By: Lindsay Andre Home of Grace, Dead End Mississippi Graduation 12/30/2021
Hey yall, my name is Lindsay Andre, I am 33 years old, and I have been in the bondage of addiction since the age of 16, nearly 50% of my lifespan thus far! What started off as simply smoking marijuana and “experimenting” quickly escalated, and before i knew it, I would be checking every box there was on the drug history form during intake. Boy was that an eye opener!
On October 4th, 2021 I came through the gates of The Home of Grace, a little girl who felt worthless, alone, broken and afraid. I had allowed the trauma throughout my life, mental physical and sexual abuse to become my identity. I refused to let go of the pain because it was the one constant thing in my life, pain was always there beside me. I was comfortable in my pain and if im honest the pain was always there for me, justifying my behavior and giving me an excuse to continue to live my life the way Lindsay wanted too. I knew that as long as I didn’t accept the truth that was there all along, that God really loves me and has always been right by my side waiting patiently for me to surrender my pain to Him, I could continue to take the easy…. very well beaten path laid out by those that came before me.

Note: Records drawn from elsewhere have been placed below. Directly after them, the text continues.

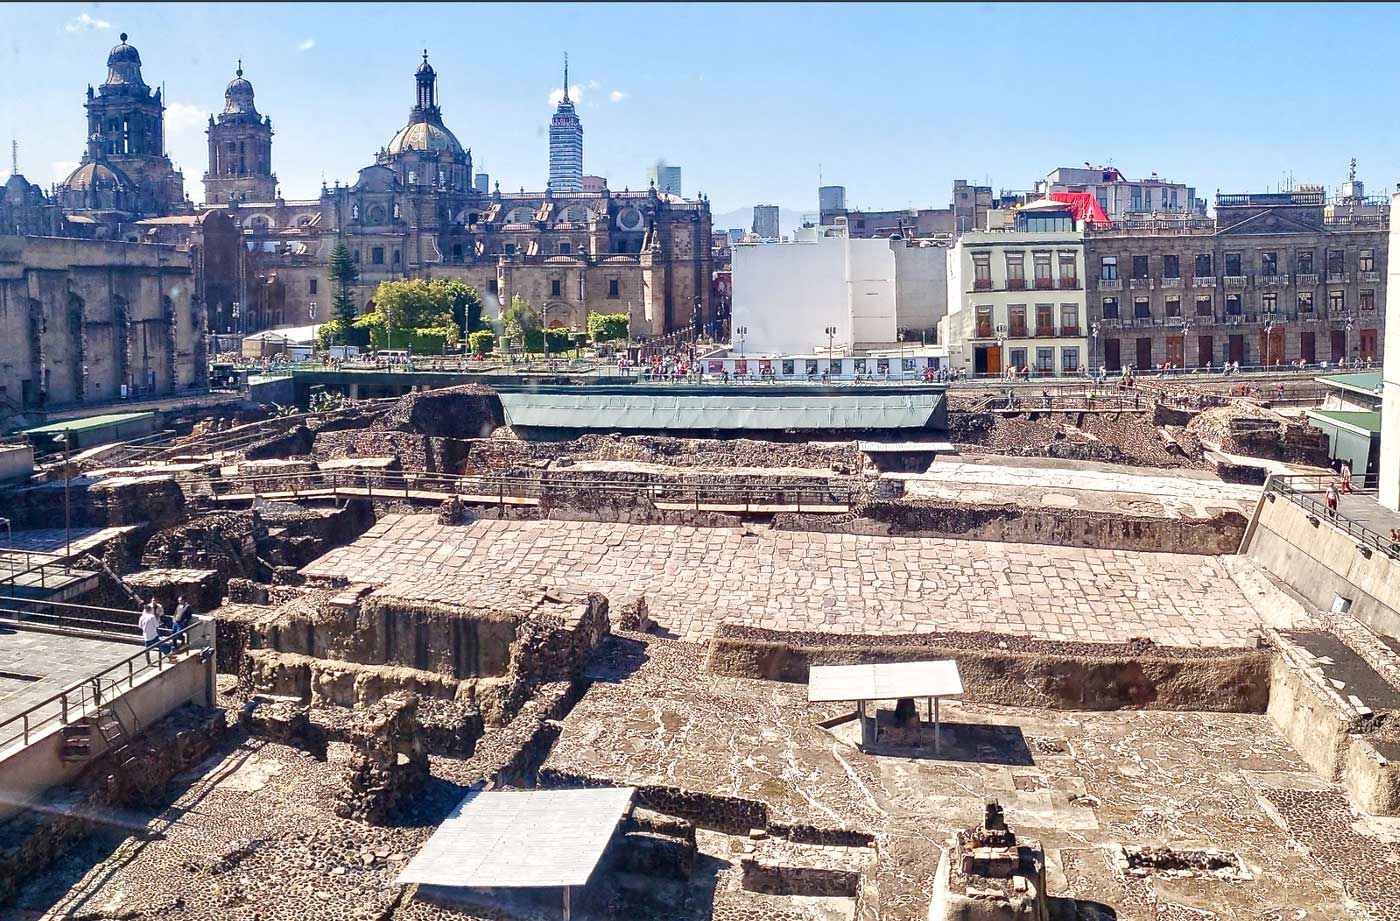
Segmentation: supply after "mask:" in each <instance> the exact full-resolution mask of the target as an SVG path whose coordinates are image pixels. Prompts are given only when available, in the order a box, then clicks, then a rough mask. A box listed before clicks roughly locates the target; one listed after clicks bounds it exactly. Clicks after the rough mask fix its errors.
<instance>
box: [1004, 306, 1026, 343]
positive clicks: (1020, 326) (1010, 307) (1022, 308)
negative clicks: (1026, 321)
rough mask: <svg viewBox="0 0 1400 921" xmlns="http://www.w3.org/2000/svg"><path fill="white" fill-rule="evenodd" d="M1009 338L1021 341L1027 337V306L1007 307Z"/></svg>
mask: <svg viewBox="0 0 1400 921" xmlns="http://www.w3.org/2000/svg"><path fill="white" fill-rule="evenodd" d="M1007 326H1008V333H1007V335H1008V336H1012V337H1015V339H1021V337H1022V336H1025V335H1026V305H1025V304H1011V305H1008V307H1007Z"/></svg>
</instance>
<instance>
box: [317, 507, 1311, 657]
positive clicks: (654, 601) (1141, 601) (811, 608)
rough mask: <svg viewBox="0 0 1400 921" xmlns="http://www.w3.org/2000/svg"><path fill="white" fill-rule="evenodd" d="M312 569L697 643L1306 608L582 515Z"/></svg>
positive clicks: (1070, 555) (1054, 639)
mask: <svg viewBox="0 0 1400 921" xmlns="http://www.w3.org/2000/svg"><path fill="white" fill-rule="evenodd" d="M302 572H304V574H305V575H308V577H318V578H335V579H344V581H349V582H361V584H372V585H381V586H385V589H386V591H388V592H391V593H393V595H399V596H403V598H414V599H426V600H441V602H449V603H458V605H461V603H470V600H472V599H473V598H475V599H477V600H482V602H483V603H486V598H487V595H486V592H490V591H498V589H507V588H510V589H512V591H519V589H522V588H526V589H528V588H533V586H556V588H561V589H571V591H596V592H602V593H605V595H608V596H609V599H610V600H612V602H613V603H615V605H617V603H620V602H623V600H626V599H631V598H638V596H641V598H645V600H647V606H648V610H650V616H651V619H652V620H654V621H655V623H657V624H658V626H661V627H662V628H664V630H666V631H669V633H671V634H672V635H676V637H679V638H683V640H690V641H704V640H707V638H708V637H710V634H711V631H713V630H714V627H715V626H717V624H720V623H721V621H732V623H742V624H750V626H759V627H769V628H776V630H816V631H832V633H850V634H857V633H867V634H881V633H935V631H979V630H987V631H995V633H1007V634H1016V635H1026V637H1036V638H1047V640H1065V641H1084V642H1126V641H1128V640H1133V638H1134V637H1148V638H1152V640H1155V641H1156V642H1161V644H1163V645H1180V647H1238V645H1252V642H1253V637H1254V631H1256V630H1257V627H1259V626H1260V624H1261V623H1270V624H1273V626H1291V623H1292V617H1294V614H1295V613H1301V610H1299V609H1298V607H1296V605H1292V603H1291V602H1289V600H1288V599H1287V596H1285V595H1284V593H1282V592H1278V591H1277V589H1274V588H1273V585H1271V584H1270V582H1268V581H1267V578H1264V577H1263V574H1261V572H1260V571H1259V570H1257V567H1254V564H1253V563H1250V561H1249V560H1247V558H1243V557H1212V556H1191V554H1170V553H1142V551H1128V550H1092V549H1079V547H1056V546H1044V544H1025V543H995V542H984V540H952V539H934V537H865V536H854V535H827V533H812V532H787V530H766V529H759V530H749V532H746V530H743V529H720V528H683V526H671V525H617V523H598V522H578V521H476V522H473V523H469V525H440V523H438V522H437V519H435V516H433V515H389V516H385V518H384V519H382V521H379V522H378V523H377V525H375V526H374V528H371V529H370V530H368V532H365V535H364V536H363V537H361V539H360V540H357V542H354V543H353V544H350V546H347V547H342V549H339V550H333V551H330V553H328V554H326V556H325V557H322V558H321V560H316V561H315V563H314V564H311V565H308V567H305V568H304V570H302Z"/></svg>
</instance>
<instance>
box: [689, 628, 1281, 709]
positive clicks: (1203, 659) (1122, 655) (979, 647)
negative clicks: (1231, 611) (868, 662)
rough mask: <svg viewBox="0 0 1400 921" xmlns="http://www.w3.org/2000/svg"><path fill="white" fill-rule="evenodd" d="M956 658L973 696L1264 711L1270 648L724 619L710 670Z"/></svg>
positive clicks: (1175, 708) (975, 701)
mask: <svg viewBox="0 0 1400 921" xmlns="http://www.w3.org/2000/svg"><path fill="white" fill-rule="evenodd" d="M928 658H956V659H958V668H959V669H960V672H962V675H963V684H965V687H966V689H967V690H966V693H965V694H963V700H967V701H973V703H983V704H1001V705H1016V707H1044V708H1051V710H1205V711H1219V712H1264V711H1266V708H1267V707H1268V694H1270V662H1271V661H1273V652H1270V651H1267V649H1221V651H1214V649H1212V651H1207V649H1179V648H1170V647H1156V645H1155V644H1147V642H1144V644H1141V645H1140V647H1127V645H1110V644H1102V645H1100V644H1072V642H1053V641H1043V640H1030V638H1023V637H1009V635H1001V634H913V635H888V637H867V635H837V634H816V633H795V631H794V633H788V631H780V630H766V628H760V627H746V626H741V624H721V626H720V627H718V628H717V631H715V635H714V640H711V642H710V649H708V654H707V656H706V669H707V670H708V672H711V673H714V675H727V676H732V677H757V679H766V680H780V682H795V683H805V682H806V680H808V669H809V666H812V665H854V663H861V662H907V661H917V659H928Z"/></svg>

I don’t have many memories of my childhood, trauma tends to do strange things to our brains! I grew up in a catholic church, went to CCD, was an alter server, continued to make the sacraments as I grew older, I even had a bible. I didn’t know one word of scripture and I was sure I wasn’t going to make it to heaven no matter how hard I tried. Eventually I became used to who I was and stopped trying to get better. “I can remember thinking, all you will ever be is exactly who you are in this moment” The idea of change and healing made me feel hopeless and defeated. I had convinced myself that it was impossible to heal and be set free from things if you can’t remember them in the first place. I felt like I was in front of a mountain that could not be moved. God’s way of protecting me became a hinderance in my walk with Him, I was full of pride and too stubborn to let go of something I was never meant to carry in the first place.

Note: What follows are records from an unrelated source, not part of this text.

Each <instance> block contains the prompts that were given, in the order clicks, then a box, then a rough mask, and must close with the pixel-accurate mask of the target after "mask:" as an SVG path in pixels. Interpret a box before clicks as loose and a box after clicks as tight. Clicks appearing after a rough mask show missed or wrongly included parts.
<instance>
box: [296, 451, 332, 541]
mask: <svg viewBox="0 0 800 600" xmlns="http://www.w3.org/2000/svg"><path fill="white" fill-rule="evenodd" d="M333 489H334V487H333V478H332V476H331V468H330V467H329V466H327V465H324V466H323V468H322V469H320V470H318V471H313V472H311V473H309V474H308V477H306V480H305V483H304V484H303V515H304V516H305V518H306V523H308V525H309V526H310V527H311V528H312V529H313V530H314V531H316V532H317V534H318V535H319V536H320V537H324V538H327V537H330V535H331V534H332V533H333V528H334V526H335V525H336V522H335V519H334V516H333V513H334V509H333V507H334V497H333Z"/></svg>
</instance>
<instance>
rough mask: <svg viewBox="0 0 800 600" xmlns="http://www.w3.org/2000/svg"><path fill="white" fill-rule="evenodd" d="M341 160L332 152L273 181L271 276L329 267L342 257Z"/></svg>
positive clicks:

I was lost, confused and so consumed with what the world said about me. Looking to the world for comfort, acceptance and to fill the void in my soul became and endless cycle that I saw no way out of. BUT GOD!
In 2016 I boarded a plane, taking a giant leap of faith leaving my past behind and getting a fresh start, to live a better life. Little did I know God had been working behind the scenes this whole time, arranging things so I would eventually meet my best friend and Husband and we would begin our prodigal journey back home. God gave me my husband so I would have tangible evidence of what being loved by God looks like. Unfortunately, I once again became complacent in my walk, and I looked to Hunter for everything that God so desperately has been trying to give me. I put God sized expectations on my husband and when he couldn’t meet them, I began to fall faster and harder than ever before. My priorities were no longer Kingdom focused but once again I was living for Lindsay and seeking approval from the world. Once again, I found myself desperately looking for a safe place and sense of security. What I failed to realize is that if I never trusted God or allowed HIM to be my safe place, then I wouldn’t be able to find one anywhere.
Coming to the Home of Grace has changed my life. I gave my life to Jesus on October 8th, after only 4 days of being here. I have come to know Jesus as my Lord and savior and have learned to look to God for my needs and take the impossible expectations off of others.
I stand before you today, no longer a scared little girl, but as a daughter of The King, and I know that He calls me by name! I have been given a new identity in Christ and will leave here a woman of valor, integrity (I’m still working on this one) and perseverance. With God by my side, I know I can walk with my head held high, creating a pathway and legacy for my generations to follow behind!